Former President Donald Trump has received backlash on social media after a rant about the Battle of Gettysburg in which he got numerous facts wrong.

This battle, which took place from July 1 to July 3, 1863, revolved around Confederate Gen. Robert E. Lee launching a second invasion of the North, only for him to be defeated by General George Meade’s Army of the Potomac in a conflict which had resulted in over 50,000 casualties.

“Gettysburg, what an unbelievable battle that was,” Trump stated during a Schnecksville, Pennsylvania rally on April 13. “The Battle of Gettysburg, what an unbelievable… I mean it was so much, and so interesting and so vicious and horrible and so beautiful in so many different ways. It represented such a big portion of the success of this country – Gettysburg, wow.”

“I go to Gettysburg, Pennsylvania, to look and watch the statement of Robert E. Lee, who’s no longer in favor,” he stated. “Did you ever notice it? He’s no longer in favor. ‘Never fight uphill, me boys, never fight uphill.’ They were fighting uphill, he said, ‘Wow, that was a big mistake.’ He lost his big general. ‘Never fight uphill, me boys.’ But it was too late.”

The former president’s remarks about the Battle of Gettysburg were met with swift criticism from social media users.

“My God, there are third graders with a better grasp of U.S. history than Trump,”  J.J. Mendolovitz wrote on X.

“Lee is not known to have spoken like a stereotype of an Irishman, nor to have issued downslope-only orders,” historian T.J. Stiles wrote in an X post.

Stiles also noted in a separate post that “Trump’s rambling, unhinged depiction of Lee” was comparable to “a great general betrayed by his stupid troops.” 

He also mentioned that one would “never know [Lee] gave the orders for the campaign and battle” as well as how the Confederate soldier “said after Pickett’s charge that it was all his fault” and that “it was.”

“Of course Trump romanticizes Gettysburg, calling it ‘beautiful,'” the attorney Ron Filipkowski stated in an X post. “Americans killed and maimed 50,000 other Americans. That’s three days of ecstasy for Trump.”

The U.S. Civil War is a frequent subject for the former president at his rallies. 

On Jan. 6, Trump declared during a campaign rally in Newton, Iowa, that the civil war could have been “negotiated” and may not have happened at all.

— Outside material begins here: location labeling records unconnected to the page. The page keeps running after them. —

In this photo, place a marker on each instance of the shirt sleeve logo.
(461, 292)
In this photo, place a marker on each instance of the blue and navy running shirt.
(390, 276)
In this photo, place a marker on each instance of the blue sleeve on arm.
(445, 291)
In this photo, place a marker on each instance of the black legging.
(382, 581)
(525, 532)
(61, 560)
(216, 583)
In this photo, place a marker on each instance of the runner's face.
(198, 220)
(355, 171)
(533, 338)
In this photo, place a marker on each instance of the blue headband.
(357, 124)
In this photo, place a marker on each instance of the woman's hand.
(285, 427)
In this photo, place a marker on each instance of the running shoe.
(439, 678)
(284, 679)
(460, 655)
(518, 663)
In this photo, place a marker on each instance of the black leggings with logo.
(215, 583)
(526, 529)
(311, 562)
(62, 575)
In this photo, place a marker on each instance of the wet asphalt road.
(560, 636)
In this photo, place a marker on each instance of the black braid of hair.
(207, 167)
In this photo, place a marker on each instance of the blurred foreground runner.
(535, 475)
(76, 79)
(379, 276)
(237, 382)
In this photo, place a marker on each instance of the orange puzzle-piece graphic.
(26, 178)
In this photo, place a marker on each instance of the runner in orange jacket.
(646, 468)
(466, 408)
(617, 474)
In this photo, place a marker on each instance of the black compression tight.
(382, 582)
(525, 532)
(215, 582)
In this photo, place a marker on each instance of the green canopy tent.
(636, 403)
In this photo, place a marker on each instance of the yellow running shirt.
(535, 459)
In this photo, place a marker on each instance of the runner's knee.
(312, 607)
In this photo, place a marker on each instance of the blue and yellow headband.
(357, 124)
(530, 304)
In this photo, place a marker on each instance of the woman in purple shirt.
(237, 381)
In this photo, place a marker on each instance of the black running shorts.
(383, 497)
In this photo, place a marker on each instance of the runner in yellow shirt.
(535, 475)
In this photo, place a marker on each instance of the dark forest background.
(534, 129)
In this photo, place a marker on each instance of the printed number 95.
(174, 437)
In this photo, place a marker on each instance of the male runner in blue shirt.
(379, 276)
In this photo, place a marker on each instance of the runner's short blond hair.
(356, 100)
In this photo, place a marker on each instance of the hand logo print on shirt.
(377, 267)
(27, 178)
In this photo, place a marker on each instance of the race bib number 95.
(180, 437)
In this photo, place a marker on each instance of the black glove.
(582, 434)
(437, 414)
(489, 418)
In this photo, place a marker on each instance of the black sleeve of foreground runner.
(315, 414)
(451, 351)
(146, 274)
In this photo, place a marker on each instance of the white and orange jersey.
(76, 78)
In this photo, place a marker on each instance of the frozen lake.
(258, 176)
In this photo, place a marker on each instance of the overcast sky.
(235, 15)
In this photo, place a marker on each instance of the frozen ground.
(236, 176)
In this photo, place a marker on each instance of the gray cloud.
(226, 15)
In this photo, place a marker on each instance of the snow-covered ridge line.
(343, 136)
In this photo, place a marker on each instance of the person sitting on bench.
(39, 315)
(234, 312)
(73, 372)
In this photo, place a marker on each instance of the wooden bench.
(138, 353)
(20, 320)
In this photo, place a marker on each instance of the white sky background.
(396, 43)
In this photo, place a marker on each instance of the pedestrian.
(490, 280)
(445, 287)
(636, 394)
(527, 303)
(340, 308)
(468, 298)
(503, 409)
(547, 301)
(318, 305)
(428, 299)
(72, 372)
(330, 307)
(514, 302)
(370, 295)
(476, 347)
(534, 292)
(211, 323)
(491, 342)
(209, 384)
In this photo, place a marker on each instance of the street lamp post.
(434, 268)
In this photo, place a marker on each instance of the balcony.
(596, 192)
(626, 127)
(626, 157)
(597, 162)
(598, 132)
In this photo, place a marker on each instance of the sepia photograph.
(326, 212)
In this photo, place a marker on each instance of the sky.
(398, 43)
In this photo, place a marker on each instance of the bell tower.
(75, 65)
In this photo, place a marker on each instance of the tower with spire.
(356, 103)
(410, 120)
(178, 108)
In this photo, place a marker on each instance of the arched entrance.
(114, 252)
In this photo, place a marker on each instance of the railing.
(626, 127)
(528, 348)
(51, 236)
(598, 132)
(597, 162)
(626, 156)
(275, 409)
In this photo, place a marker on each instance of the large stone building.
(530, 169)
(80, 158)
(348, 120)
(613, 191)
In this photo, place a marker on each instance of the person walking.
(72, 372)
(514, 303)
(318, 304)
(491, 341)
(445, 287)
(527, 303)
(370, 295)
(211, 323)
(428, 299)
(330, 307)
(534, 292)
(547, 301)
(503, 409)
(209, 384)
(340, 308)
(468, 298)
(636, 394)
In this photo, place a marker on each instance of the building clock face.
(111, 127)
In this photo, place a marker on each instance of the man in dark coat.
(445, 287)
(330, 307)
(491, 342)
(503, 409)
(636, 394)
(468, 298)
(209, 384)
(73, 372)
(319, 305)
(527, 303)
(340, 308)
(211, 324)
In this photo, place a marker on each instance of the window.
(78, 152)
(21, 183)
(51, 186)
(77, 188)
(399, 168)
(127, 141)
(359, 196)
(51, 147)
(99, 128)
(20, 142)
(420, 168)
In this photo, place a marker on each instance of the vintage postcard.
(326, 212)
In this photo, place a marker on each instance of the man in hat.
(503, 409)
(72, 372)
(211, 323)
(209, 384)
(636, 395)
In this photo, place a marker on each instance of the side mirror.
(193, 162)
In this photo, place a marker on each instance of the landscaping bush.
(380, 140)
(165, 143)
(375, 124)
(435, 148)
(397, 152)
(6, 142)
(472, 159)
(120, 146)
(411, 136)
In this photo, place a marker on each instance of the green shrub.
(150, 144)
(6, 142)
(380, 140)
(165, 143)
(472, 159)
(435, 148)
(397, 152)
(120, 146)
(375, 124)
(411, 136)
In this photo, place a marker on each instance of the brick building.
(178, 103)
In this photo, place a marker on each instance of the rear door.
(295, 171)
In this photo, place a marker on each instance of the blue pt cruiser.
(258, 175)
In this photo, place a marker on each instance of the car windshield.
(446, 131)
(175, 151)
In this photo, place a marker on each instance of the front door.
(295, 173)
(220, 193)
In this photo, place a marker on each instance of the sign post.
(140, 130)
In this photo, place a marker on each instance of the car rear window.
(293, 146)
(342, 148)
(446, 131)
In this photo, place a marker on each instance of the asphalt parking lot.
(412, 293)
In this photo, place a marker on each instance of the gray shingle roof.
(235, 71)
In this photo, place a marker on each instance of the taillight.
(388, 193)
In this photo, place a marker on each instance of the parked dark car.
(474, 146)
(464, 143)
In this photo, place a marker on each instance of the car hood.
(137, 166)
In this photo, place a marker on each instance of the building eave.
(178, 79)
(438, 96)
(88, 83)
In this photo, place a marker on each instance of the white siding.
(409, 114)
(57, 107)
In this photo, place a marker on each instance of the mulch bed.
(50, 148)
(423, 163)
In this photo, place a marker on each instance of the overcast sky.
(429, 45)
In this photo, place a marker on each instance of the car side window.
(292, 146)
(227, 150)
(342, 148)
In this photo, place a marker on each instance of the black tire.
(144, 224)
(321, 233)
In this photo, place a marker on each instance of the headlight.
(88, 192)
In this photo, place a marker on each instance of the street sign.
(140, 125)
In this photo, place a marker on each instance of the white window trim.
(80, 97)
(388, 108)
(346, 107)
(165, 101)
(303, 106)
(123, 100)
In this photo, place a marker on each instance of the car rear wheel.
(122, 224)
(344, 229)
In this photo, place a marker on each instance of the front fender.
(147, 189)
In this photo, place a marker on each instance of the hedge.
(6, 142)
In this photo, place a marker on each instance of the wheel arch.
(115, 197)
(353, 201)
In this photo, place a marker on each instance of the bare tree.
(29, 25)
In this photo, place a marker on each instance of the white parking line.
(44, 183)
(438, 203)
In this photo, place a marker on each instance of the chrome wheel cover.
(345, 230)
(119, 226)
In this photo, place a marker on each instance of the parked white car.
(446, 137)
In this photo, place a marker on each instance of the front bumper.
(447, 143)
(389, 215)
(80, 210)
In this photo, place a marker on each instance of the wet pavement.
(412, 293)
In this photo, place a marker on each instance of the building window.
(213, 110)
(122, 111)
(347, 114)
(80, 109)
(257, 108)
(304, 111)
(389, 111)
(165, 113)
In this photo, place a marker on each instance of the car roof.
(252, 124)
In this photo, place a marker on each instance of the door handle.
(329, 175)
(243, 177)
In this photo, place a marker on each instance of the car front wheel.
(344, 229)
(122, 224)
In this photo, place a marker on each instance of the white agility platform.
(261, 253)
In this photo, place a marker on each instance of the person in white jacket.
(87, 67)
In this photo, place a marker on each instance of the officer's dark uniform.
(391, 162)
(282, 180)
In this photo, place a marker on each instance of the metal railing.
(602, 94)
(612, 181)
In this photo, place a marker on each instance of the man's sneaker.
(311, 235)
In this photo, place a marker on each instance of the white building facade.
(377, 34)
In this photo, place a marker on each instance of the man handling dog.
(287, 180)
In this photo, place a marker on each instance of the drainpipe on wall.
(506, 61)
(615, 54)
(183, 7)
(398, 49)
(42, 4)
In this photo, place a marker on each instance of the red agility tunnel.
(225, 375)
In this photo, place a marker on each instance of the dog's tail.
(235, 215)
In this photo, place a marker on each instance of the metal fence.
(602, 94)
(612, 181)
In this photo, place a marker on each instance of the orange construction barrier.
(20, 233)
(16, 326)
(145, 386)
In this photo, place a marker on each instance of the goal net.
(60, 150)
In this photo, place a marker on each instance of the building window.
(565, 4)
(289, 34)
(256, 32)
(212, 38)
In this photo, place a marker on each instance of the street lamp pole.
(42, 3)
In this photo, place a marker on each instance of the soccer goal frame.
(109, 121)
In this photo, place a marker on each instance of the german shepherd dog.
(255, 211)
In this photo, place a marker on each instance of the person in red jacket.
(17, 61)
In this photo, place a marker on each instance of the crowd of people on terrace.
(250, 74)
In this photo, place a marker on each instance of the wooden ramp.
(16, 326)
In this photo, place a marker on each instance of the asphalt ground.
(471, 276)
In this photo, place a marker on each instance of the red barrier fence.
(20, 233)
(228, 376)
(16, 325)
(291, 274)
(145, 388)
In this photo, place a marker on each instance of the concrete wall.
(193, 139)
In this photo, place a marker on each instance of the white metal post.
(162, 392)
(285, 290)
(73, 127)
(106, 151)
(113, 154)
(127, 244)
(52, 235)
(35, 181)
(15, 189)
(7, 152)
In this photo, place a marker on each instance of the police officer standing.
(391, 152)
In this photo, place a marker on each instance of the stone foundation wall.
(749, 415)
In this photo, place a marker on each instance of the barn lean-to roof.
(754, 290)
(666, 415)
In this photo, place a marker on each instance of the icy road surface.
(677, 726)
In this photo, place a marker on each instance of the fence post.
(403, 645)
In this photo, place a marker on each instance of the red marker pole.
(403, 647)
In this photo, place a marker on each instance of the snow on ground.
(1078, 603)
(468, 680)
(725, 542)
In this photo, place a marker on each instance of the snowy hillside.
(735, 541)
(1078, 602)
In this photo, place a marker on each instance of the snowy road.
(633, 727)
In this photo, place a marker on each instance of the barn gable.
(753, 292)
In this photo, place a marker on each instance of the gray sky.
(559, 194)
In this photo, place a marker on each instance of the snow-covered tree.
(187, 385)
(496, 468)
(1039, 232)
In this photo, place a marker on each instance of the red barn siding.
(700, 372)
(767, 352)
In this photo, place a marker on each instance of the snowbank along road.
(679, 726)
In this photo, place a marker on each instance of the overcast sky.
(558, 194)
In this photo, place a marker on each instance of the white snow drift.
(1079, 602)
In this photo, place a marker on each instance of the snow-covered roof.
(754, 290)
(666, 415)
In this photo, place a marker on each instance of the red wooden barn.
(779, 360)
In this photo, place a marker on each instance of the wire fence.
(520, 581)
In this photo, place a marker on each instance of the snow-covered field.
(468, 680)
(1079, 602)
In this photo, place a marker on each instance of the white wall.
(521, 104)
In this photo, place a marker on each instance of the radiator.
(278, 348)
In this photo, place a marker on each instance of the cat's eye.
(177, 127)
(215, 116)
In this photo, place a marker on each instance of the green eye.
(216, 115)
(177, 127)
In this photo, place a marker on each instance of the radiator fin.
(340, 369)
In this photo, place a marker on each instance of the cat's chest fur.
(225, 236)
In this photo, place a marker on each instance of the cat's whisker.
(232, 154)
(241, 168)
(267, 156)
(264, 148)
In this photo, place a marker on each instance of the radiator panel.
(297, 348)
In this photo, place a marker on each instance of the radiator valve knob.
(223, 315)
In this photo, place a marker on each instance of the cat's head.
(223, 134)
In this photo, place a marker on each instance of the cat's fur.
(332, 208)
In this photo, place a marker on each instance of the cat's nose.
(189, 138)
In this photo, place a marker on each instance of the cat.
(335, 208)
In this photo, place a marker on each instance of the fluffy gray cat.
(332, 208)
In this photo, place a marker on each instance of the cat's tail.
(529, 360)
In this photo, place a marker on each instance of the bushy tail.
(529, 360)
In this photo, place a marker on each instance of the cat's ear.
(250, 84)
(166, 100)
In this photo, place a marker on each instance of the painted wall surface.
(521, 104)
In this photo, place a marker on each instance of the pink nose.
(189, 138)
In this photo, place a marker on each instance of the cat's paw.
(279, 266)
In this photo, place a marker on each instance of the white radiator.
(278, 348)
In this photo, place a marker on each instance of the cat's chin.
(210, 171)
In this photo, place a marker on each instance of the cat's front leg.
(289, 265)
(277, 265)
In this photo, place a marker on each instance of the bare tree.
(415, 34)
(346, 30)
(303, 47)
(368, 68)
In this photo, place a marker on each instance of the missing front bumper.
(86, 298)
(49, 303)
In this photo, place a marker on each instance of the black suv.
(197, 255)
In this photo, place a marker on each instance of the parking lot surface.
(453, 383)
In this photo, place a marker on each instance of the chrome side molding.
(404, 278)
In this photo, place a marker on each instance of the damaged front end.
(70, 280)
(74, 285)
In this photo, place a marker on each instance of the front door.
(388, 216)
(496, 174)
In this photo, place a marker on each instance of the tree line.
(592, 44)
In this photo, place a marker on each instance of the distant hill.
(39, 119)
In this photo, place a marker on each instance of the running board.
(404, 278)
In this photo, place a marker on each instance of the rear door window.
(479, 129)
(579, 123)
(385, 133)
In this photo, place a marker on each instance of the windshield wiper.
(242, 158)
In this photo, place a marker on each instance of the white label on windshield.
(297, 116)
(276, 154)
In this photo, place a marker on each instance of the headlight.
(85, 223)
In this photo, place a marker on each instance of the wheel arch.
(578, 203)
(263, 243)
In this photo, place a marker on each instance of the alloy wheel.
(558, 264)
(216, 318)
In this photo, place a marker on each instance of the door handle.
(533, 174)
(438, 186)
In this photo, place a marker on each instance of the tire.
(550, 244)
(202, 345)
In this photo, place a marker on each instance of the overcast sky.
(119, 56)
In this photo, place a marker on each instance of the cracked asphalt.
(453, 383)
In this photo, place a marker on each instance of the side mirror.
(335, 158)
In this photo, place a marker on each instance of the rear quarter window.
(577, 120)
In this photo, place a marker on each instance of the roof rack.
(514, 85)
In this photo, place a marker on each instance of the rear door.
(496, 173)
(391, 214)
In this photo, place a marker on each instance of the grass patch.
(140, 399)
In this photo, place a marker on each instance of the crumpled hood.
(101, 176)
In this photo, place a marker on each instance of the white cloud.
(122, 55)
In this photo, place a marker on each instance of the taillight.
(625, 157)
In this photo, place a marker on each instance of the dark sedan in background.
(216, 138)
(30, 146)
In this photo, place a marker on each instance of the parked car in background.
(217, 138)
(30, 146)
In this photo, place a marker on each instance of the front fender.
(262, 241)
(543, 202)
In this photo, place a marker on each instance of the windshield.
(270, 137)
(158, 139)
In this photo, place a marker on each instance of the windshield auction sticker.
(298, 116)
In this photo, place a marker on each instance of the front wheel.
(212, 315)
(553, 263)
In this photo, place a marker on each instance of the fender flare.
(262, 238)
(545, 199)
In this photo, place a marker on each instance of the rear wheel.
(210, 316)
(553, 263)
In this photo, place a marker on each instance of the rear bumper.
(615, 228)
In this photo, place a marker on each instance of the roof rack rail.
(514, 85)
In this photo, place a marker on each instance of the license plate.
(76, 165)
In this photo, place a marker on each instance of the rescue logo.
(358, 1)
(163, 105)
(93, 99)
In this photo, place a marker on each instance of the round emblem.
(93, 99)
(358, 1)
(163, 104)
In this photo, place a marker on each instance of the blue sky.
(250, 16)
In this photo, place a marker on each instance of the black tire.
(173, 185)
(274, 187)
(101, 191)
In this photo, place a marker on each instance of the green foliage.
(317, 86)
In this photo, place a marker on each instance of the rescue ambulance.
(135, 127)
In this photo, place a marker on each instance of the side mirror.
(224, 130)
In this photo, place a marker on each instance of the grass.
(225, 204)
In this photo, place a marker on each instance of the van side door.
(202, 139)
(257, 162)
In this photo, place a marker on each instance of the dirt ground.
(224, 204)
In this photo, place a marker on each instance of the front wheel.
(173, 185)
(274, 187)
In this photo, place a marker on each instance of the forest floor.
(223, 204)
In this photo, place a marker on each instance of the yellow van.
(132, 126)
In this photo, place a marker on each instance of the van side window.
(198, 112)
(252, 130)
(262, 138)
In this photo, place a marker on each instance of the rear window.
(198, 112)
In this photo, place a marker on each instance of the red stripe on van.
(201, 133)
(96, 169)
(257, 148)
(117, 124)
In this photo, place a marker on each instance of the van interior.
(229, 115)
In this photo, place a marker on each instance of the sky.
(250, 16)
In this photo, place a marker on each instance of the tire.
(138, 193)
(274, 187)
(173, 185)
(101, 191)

Former Rep. Liz Cheney (R-Wyoming) replied to Trump’s remarks on X by asking the GOP members who endorsed him how they could “possibly defend” aspects of the Civil War like “slavery” and “secession.”

Journalist Ahmed Baba also criticized the former president on X, saying that “slavery couldn’t have been ‘negotiated,'” and that back then, “it was slavery or no slavery.”